UK's new child protection plans
Education secretary will publish a bill whereby employers will have access to online database of names of adults who have been convicted or cautioned for sex offences.india Updated: Mar 01, 2006 20:06 IST
Schools will be able to check the records of teachers under new plans to be announced on Wednesday aimed at closing a loophole that allowed sex offenders to work with children.
Employers will have access to a new online database which holds the names of adults who have been convicted or cautioned for sex offences.
The change in law follows a furious row earlier this year over how some registered sex offenders had been granted dispensation to teach in schools.
Education Secretary Ruth Kelly will publish the Safeguarding Vulnerable Groups Bill, which will tighten the vetting system by creating a single list of people barred from working with children.
All barring decisions will be made by an independent body and not by ministers, as was previously the case. People placed on the list will also have the right to appeal.
The Education Department would also work with the Home Office and the Criminal Records Bureau to improve and standardise police record-keeping and information-sharing.

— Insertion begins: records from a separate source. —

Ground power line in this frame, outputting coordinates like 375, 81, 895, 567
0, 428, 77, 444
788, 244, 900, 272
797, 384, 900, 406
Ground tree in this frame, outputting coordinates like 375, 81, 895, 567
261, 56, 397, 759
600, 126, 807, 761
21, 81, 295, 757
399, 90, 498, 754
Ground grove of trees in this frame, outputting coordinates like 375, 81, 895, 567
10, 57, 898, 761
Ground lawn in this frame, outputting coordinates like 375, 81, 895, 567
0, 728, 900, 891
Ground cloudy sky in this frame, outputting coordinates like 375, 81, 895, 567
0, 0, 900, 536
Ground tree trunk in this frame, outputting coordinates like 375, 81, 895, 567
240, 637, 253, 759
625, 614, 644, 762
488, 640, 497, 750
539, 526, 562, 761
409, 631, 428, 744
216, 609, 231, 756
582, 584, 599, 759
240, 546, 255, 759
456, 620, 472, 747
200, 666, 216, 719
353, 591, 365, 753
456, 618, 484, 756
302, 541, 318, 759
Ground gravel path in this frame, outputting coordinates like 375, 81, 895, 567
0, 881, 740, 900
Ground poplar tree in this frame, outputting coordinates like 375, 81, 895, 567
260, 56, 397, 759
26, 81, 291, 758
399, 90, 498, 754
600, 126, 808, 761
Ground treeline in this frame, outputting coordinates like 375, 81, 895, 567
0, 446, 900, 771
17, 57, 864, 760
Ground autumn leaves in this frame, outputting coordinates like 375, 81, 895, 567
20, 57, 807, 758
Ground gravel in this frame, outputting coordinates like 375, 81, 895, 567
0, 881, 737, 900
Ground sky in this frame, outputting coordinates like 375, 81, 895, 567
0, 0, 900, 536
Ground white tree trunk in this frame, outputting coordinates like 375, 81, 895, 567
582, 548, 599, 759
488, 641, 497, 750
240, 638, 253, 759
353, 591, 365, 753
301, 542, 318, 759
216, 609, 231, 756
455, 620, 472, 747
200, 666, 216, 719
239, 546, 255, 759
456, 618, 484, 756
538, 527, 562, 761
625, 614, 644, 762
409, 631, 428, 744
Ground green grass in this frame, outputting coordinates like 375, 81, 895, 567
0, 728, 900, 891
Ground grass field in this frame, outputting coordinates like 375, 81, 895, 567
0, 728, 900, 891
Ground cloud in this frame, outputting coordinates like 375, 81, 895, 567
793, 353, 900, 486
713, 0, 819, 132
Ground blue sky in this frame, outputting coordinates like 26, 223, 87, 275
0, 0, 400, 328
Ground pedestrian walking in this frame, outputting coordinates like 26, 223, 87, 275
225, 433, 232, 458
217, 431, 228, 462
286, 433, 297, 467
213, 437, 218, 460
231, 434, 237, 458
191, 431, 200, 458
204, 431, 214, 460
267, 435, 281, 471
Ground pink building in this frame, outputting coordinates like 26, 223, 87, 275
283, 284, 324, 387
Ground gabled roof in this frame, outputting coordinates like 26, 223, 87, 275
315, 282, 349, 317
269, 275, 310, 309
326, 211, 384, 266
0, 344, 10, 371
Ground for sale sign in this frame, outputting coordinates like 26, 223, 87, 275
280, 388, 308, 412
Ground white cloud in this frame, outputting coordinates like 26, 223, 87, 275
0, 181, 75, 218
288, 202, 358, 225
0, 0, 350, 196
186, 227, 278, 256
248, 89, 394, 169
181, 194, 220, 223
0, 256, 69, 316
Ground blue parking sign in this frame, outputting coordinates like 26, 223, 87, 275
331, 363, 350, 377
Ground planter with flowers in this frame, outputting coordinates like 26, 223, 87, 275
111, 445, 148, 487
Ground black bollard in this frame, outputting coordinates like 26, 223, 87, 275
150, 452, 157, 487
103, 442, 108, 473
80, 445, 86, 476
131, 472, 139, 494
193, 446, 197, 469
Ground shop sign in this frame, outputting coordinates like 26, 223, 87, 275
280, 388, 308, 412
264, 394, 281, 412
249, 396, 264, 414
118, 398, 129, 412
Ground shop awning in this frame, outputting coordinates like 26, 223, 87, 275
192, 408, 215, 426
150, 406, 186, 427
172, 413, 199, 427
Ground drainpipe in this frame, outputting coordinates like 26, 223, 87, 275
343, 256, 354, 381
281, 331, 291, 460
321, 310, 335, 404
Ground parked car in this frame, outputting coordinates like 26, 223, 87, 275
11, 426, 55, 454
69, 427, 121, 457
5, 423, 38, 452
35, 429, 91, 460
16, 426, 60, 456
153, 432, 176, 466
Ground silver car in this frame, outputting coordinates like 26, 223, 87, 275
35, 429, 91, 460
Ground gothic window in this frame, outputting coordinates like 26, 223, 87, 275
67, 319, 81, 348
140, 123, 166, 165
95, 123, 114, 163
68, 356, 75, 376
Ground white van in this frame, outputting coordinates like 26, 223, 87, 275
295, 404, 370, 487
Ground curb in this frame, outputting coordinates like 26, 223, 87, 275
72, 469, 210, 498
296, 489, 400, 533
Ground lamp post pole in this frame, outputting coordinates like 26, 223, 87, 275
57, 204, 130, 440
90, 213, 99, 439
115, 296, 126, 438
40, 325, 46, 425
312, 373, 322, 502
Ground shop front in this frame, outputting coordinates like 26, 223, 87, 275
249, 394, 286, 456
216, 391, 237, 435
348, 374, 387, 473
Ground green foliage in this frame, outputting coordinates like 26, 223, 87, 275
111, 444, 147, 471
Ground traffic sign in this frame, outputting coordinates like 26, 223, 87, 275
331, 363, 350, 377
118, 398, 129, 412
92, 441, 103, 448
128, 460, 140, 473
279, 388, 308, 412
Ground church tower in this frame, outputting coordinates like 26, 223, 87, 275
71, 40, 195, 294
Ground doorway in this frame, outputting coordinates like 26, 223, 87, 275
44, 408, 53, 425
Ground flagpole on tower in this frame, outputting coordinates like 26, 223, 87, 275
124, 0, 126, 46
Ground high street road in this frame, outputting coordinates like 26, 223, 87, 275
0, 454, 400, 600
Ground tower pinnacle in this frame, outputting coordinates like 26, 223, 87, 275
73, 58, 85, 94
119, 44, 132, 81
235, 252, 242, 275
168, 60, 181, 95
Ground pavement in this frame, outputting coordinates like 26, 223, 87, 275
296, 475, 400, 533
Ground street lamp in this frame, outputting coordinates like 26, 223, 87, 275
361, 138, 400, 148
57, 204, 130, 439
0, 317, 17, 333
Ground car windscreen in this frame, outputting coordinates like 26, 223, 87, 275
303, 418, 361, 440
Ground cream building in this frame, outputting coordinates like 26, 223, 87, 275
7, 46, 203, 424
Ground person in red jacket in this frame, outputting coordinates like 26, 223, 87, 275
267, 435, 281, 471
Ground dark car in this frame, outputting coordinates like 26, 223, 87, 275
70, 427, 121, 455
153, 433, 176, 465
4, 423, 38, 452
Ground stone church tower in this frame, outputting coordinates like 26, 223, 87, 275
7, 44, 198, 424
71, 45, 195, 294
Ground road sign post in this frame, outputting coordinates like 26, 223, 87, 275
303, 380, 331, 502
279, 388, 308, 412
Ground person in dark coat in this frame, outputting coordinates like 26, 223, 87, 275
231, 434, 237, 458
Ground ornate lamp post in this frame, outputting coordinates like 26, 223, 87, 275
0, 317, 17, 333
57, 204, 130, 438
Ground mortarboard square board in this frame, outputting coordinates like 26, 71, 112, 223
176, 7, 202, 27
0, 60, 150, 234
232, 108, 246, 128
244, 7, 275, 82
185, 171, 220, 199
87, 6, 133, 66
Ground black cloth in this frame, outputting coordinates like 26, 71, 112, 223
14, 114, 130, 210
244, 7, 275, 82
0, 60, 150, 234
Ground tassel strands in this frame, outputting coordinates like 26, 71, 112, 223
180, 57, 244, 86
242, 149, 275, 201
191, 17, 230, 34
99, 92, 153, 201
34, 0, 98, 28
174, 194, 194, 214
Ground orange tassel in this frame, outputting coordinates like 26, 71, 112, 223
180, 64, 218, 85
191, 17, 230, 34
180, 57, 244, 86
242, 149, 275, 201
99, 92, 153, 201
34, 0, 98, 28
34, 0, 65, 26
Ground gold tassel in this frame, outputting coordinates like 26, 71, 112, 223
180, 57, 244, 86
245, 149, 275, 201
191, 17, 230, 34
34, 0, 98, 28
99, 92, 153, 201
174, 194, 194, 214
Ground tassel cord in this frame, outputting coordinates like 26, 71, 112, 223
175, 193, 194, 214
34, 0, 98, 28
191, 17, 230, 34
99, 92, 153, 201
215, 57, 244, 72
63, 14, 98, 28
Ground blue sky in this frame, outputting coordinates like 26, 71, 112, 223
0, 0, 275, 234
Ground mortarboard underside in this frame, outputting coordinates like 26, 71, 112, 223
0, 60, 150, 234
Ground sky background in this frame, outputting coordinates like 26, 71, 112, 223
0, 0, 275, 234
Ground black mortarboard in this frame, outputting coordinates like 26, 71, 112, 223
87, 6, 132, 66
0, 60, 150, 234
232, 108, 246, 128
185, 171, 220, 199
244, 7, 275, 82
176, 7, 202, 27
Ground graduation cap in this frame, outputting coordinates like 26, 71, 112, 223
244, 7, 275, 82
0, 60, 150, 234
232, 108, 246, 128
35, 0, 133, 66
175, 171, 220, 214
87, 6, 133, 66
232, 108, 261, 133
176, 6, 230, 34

Implementation of the scheme will begin in 2007 and 2008.
Children's Minister Beverley Hughes told BBC Radio the new rules would "completely transform" the system.
It would create a unified, central system that was "simple to operate and will ensure, as far as any system can, that employers ... have all the information in real time," she said.
A review in January found 10 cases since 1997 where ministers had decided not to put registered sex offenders on the Department of Education's so-called List 99 which bars people from working with children.
The question of sex offenders working near children is a sensitive one in Britain following the 2002 Soham murders of Holly Wells and Jessica Chapman by Ian Huntley who had got a job as a college caretaker on the same grounds as the girls' primary school.
Police checks had failed to reveal he was a suspected sex offender. The new vetting proposals arose from the Bichard inquiry which was set up to examine the Soham murders.